I don’t know if you’ll remember me. It’s been a while. We met in the final year of my physics degree. It was a brief affair. For 10 weeks, we saw each other three times a week at the math department—apparently none of the physics staff knew you well enough. I found you aloof and difficult. You were all tensors and spinors, strange, gnarly, symbol-packed matrices that were the only way a three-dimensional human writing on two-dimensional paper could describe the way things move in a curved, four-dimensional spacetime. To be honest, I remember very little of you.

Yet the basic lesson endured: that it is possible, through the consistent, methodical manipulation of scratches on paper, to completely change our conception of what the universe we inhabit is made of. Today is the 100th anniversary of when Albert Einstein published you.
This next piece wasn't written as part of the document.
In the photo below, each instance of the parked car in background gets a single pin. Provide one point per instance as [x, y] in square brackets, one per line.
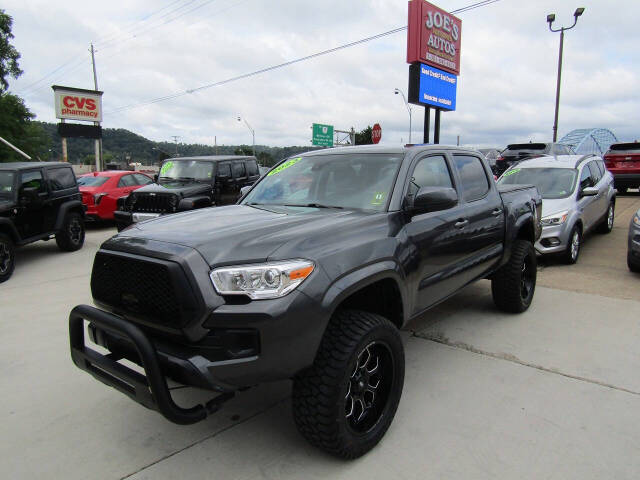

I just want to tell you that I’m glad he did.

When space-bending is mind-bending

If Einstein had been a writer or artist rather than a scientist, he would have been a Surrealist. (André Breton, the author of the Surrealist Manifesto, believed that Surrealists, like scientists, could ”lead the exploration into new areas and methods of investigation.”) Einstein’s genius was in his willingness to confront the contradictions between different branches of physics by questioning assumptions so basic that nobody else saw them as assumptions. What if time did not pass at the same rate for everyone? What if things could get heavier as they went faster, or other things could get shorter?

In the way of an author exploring the possibilities of a fantastical, imaginary world, Einstein carried out ”thought-experiments”—another invention of his (and an equally surrealist one, for what kind of crazy fool would propose doing an experiment merely by thinking?) These flights of fancy took some notion as a given—for instance, that the speed of light is not infinite, but a fixed maximum that no other object can exceed—and asked what would happen if all else were bound to that constraint. Like Archimedes, who boasted that if given a fixed point and a lever he could move the world, Einstein proposed fixed points and used the lever of unassailable logic to spin the entire universe around them.

Your elder sister, the special theory of relativity, which Einstein completed in 1905, was already wild enough. The coupling of two seemingly innocuous assumptions—first, that the laws of physics are constant for all observers except when they’re accelerating relative to one another, and second, that light will always travel at the same speed whether the source it came from was going at a million miles an hour or standing stock-still—led to a series of impossible consequences, including the aforementioned distortions of time, mass, and length for objects moving at very high speeds. Yet all of them were experimentally confirmed in short order.

Yet you, general relativity, were even wilder. Your basic premise was that gravity isn’t, as previously supposed, a force between two objects. When I fall out of a tree, the earth doesn’t pull me toward it like a fisherman reeling in an invisible line. Instead, what the earth has done is distort the spacetime around it. A common analogy is putting a rock on a trampoline. The rock’s weight makes the trampoline sag, and if you then put a marble on the trampoline, it will roll down the slope towards the rock. So when I fall to earth, I’m not being reeled in, but sliding down a slope I can’t perceive in the space (in fact, the spacetime, since another of Einstein’s insights was that space and time are one) that I inhabit. When a satellite orbits the Earth, it’s not caught on a gravitational lasso, but riding around and around the sagging trampoline of spacetime, moving just fast enough not to fall all the way in. This, Einstein explained, is why falling toward a planet and floating in empty space feel the same; from a physics point of view, they are. When you’re falling in gravity, you don’t feel it—until you collide with something that stops you falling further.

Diagram of Earth and a satellite in a distorted spacetime
Gravity tells spacetime how to bend, and spacetime tells objects how to move.
Image: NASA

A century later, general relativity, you still leave unanswered questions. But that Einstein discovered you remains a testament to the power of human imagination. Science is built by painstaking logic, by the methodical collection of data, by the verification and reconfirmation of fact after fact. But its greatest leaps still cannot happen without that very human capacity, the one in which science and art and all our pursuits meet—the ability to imagine that which has never been seen, to think that which has never been thought, and to ask: If this were true, what kind of a world would we live in?